Nā te hapori
Phyllis Sewell
Kete Horowhenua2020-03-23T16:51:10+00:00Date of birth | 1901 |
Her earliest memories are of living in a small square house (one of two) on the Whirokino Road – known to the family as “the little house”. Later her father built a house in Harbour Street and she believes “the Shipping Co house” occupied by Hughie Hughes for many years to be that house. Later they moved to the two storied house built for Mrs. Whyte, also in Harbour Street. In those days Harbour Street was a prime situation overlooking all the activity of the wharf and railway.
One of her joys was to ride with her father on their horses to the “Herston” flax mill at the site of the present Whirokino Bridge. There the Chinese cook at the mill, Wong Lee, gave her condensed milk, a treat she did not get at home. Her father would ask her to round up sheep on her horse while he was busy at the mill and she would feel so important. She now realises that he could have done it much quicker with his dogs.
She did not go to school in Foxton but remembers playing with Dr. Mandl’s son Maurice and Mona Gray from the Post Office Hotel.
Phyllis had three sisters, Ava, Elsie and Phoebe. The only boy in the family had died very young. The family enjoyed the river and were often taken rowing especially in the evenings and Ava would play her violin. Ava first had violin lessons from Mr. Mullins who came by train once a week from Palmerston North. He stayed overnight, returning by train the next day. There was great consternation when he did not arrive one week and it was later learnt that he had committed suicide. Ava later went to Miss Swainson’s school in Wellington (now Marsden) and had her violin lessons from Max Hope. Ava went on to be a violinist of international repute.
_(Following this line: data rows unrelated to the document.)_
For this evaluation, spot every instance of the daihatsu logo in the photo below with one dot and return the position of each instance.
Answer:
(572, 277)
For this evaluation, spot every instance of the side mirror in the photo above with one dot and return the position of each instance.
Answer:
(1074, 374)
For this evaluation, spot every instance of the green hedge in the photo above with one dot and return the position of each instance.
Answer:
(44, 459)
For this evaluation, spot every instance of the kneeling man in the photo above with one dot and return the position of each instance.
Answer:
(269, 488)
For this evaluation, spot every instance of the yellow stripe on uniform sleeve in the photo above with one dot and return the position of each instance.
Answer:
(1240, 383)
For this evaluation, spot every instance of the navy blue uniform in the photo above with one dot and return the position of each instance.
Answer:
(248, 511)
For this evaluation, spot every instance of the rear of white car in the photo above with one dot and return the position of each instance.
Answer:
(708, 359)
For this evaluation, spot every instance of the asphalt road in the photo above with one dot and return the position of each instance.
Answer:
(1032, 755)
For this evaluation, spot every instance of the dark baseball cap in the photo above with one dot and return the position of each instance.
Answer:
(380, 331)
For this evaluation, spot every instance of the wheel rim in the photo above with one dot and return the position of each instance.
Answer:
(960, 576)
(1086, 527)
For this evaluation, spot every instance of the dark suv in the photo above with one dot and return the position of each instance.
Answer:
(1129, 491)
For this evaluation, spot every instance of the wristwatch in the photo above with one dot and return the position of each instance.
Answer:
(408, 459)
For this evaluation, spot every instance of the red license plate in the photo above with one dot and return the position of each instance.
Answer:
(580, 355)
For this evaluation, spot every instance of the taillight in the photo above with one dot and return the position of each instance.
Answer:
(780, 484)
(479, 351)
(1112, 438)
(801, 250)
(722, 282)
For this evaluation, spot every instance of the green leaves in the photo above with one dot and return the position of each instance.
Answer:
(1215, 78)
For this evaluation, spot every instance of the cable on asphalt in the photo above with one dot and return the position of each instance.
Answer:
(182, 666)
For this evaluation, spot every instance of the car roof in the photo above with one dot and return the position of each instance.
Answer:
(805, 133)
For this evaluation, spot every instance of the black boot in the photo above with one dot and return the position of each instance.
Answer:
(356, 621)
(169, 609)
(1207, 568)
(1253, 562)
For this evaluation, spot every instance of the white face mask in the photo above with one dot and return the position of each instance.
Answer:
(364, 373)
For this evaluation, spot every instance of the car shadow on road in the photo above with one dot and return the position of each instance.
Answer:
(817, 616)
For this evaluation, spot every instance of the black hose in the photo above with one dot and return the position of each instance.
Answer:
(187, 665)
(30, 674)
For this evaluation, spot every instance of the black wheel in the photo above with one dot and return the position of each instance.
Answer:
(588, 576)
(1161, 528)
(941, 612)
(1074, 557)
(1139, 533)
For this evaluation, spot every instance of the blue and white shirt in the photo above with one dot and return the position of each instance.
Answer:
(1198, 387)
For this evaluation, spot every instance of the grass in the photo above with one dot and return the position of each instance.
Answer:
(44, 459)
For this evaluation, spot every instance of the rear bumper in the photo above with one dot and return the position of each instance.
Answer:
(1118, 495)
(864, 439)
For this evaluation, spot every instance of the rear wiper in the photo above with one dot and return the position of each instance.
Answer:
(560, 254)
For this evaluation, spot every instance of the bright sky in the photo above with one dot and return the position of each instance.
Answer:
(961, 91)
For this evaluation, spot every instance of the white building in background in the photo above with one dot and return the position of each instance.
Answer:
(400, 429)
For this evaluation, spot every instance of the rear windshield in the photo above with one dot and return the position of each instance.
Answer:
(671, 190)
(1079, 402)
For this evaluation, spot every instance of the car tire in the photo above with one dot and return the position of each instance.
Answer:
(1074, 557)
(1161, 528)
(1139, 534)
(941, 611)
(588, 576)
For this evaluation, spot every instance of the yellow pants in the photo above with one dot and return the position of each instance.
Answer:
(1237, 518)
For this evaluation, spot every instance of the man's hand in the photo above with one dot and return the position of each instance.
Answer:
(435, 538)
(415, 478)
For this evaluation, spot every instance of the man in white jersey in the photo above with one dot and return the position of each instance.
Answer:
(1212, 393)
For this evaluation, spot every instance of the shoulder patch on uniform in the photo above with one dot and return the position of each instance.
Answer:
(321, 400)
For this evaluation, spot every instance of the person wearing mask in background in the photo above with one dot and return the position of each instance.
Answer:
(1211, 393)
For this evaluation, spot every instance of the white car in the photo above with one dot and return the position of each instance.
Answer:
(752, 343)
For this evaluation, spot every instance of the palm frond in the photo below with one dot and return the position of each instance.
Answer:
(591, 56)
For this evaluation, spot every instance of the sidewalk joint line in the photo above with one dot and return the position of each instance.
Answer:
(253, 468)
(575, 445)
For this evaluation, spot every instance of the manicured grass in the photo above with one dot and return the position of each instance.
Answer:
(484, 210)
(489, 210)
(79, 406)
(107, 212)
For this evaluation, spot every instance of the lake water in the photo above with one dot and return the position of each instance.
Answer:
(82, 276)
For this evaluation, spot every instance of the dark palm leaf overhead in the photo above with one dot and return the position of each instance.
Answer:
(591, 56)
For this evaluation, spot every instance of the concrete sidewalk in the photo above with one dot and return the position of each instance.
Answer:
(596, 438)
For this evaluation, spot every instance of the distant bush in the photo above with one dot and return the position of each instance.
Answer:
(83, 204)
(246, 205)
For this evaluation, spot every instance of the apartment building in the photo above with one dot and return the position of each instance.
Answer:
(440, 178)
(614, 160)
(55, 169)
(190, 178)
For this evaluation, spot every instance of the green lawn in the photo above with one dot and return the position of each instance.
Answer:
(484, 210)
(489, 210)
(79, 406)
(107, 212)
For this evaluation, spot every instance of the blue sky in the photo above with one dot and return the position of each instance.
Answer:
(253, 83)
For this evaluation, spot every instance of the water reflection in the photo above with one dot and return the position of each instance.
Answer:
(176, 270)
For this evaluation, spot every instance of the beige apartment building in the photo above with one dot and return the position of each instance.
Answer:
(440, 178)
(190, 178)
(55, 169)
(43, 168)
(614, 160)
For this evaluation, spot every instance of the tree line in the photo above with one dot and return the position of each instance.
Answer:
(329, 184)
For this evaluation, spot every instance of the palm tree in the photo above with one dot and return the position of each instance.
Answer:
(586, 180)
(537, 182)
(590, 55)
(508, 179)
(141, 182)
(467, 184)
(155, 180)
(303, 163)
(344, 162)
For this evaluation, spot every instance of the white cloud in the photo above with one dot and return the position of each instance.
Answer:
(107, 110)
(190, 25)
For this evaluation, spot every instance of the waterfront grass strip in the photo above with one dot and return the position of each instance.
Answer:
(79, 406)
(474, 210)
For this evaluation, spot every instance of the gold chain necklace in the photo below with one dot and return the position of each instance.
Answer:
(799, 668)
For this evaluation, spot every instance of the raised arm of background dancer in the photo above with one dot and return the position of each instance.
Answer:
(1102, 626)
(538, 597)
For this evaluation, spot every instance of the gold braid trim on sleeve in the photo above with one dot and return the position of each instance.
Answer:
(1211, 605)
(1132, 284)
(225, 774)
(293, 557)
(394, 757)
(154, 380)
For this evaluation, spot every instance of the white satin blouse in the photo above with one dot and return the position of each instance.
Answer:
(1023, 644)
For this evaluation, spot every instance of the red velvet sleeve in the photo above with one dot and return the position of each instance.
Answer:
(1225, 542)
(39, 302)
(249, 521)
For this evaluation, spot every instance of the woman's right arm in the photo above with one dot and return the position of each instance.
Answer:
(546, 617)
Her mother had also been to school in Wellington and father, James, attended Wellington College.
When Phyllis was eight years old the family moved to Hawke’s Bay where they took up farming.
In due course Phyllis married. Her husband was a surveyor and they spent twenty years in Malaya. During their leave periods they travelled the world. She remembers visiting a Frankland cousin in New York in 1936 and through him visiting another cousin, Claud Hickson and his Canadian wife in Montreal.
Phyllis has lived many years in retirement in New Zealand but has had trips overseas to visit family in Australia and Greece. She now travels to Italy to spend the remainder of her life with her daughter. Wherever she goes she will enjoy herself – she is young in heart and loves the company of young people.